In 1972 Howie asked whether diagnosis was the Achilles heel of general practice.1 Accurate diagnosis was then, and remains, the fundamental concept of all medical practice. Are we any good at it now?

HOW ARE WE DOING?

This issue of the BJGP contains several papers on diagnosis and decision-making which shed light on this important area of practice. The results reported by Meechan et al give food for thought.2 The researchers analysed national referrals for suspected cancer under the ‘2-Week Wait’ rule (2WW) during 2009. Out of 865 494 referrals, 11% had cancer. Of all cancers being newly treated in that year, 43% were referred under the 2WW. So far — not bad.

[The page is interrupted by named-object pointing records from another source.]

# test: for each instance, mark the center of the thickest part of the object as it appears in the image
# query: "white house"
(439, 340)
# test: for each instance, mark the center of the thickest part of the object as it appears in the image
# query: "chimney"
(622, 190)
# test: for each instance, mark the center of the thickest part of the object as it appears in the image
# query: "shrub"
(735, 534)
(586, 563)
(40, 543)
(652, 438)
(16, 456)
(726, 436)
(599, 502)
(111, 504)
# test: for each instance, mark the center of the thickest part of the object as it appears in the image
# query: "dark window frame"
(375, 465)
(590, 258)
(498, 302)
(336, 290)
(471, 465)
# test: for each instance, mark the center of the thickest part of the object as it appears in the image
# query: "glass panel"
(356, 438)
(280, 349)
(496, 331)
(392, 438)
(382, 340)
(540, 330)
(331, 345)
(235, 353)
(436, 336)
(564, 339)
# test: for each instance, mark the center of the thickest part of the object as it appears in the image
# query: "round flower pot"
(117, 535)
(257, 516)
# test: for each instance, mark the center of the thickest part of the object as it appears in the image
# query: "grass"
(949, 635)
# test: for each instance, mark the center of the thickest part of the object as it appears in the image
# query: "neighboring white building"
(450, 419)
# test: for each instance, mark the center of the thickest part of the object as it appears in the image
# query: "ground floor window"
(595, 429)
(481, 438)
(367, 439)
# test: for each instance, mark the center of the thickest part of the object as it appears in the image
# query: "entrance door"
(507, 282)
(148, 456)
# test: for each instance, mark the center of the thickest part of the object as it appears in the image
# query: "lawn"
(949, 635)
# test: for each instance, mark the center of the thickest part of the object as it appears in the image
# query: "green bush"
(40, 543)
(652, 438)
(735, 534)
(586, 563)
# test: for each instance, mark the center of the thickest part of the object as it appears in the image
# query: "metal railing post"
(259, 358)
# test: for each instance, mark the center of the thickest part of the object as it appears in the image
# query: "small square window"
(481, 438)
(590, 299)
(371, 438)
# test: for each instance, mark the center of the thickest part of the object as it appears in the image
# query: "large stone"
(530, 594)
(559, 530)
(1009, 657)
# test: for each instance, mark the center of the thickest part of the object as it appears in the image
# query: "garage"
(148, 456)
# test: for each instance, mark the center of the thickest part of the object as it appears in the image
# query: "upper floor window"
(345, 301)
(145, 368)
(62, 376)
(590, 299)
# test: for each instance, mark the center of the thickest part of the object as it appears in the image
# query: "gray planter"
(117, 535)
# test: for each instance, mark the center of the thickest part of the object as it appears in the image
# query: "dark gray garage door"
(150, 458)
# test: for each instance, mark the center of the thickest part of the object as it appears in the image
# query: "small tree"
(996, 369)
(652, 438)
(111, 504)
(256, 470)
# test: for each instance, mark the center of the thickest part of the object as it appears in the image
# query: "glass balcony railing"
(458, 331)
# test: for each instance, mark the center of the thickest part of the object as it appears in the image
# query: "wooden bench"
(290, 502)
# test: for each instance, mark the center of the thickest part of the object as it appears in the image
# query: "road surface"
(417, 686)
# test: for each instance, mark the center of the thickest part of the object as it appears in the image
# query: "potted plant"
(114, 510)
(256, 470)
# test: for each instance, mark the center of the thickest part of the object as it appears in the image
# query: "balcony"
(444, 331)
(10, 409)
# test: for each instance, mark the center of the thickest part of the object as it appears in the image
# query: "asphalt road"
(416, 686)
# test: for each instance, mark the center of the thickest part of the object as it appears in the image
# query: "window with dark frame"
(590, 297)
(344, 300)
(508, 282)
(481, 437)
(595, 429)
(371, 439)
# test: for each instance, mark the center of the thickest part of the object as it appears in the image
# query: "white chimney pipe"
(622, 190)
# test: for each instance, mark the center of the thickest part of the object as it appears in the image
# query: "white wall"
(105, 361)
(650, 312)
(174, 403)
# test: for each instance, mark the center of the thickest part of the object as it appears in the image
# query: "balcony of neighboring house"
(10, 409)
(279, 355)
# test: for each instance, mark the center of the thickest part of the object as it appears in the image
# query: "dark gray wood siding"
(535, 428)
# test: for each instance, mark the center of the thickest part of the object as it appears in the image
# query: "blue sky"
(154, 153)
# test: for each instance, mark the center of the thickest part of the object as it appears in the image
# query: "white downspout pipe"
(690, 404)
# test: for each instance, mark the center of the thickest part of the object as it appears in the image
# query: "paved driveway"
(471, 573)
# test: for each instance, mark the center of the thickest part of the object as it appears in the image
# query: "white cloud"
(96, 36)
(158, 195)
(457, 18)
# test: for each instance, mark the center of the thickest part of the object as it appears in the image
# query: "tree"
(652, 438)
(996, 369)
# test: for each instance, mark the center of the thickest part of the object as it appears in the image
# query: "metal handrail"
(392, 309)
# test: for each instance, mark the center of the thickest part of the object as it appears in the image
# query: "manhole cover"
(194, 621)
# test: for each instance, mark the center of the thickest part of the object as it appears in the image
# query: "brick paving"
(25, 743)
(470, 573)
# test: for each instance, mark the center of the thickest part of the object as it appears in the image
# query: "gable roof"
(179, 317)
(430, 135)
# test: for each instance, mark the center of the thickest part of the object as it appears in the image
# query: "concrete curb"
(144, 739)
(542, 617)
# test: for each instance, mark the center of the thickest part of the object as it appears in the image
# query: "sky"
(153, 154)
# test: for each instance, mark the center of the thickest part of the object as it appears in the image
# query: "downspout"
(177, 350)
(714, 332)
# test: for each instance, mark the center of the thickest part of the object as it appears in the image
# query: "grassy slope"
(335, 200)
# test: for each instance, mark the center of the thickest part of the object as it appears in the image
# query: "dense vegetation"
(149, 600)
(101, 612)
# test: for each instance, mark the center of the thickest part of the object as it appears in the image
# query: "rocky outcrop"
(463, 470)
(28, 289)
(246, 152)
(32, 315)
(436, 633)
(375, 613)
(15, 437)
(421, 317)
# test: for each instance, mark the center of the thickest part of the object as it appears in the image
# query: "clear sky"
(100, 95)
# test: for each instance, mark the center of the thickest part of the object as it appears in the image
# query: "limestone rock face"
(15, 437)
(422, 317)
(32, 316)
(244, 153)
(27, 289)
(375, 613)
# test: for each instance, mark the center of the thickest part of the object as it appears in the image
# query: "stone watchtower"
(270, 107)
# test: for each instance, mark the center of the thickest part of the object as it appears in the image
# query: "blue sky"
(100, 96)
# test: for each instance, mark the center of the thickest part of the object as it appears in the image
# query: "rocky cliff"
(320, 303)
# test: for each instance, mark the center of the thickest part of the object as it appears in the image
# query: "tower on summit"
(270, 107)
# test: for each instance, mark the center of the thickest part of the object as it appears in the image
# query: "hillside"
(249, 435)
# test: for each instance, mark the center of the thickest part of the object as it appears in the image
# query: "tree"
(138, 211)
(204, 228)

However, they also demonstrate wide disparity in practice, with clear evidence that some practices are good at diagnosing cancer while some are poor. This quality difference does not correlate with deprivation, region, practice size, or referral rates (which themselves vary threefold between practices3).

High-quality practices have high ‘conversion rates’: of those referred under the 2WW rule maybe 14% are diagnosed with cancer. However, the same practices also have high ‘detection rates’: of all cancers diagnosed in the practice, maybe 40% to 50% have been suspected and referred under the 2WW rule. In poorly performing practices the figures may be 4% and 17% respectively.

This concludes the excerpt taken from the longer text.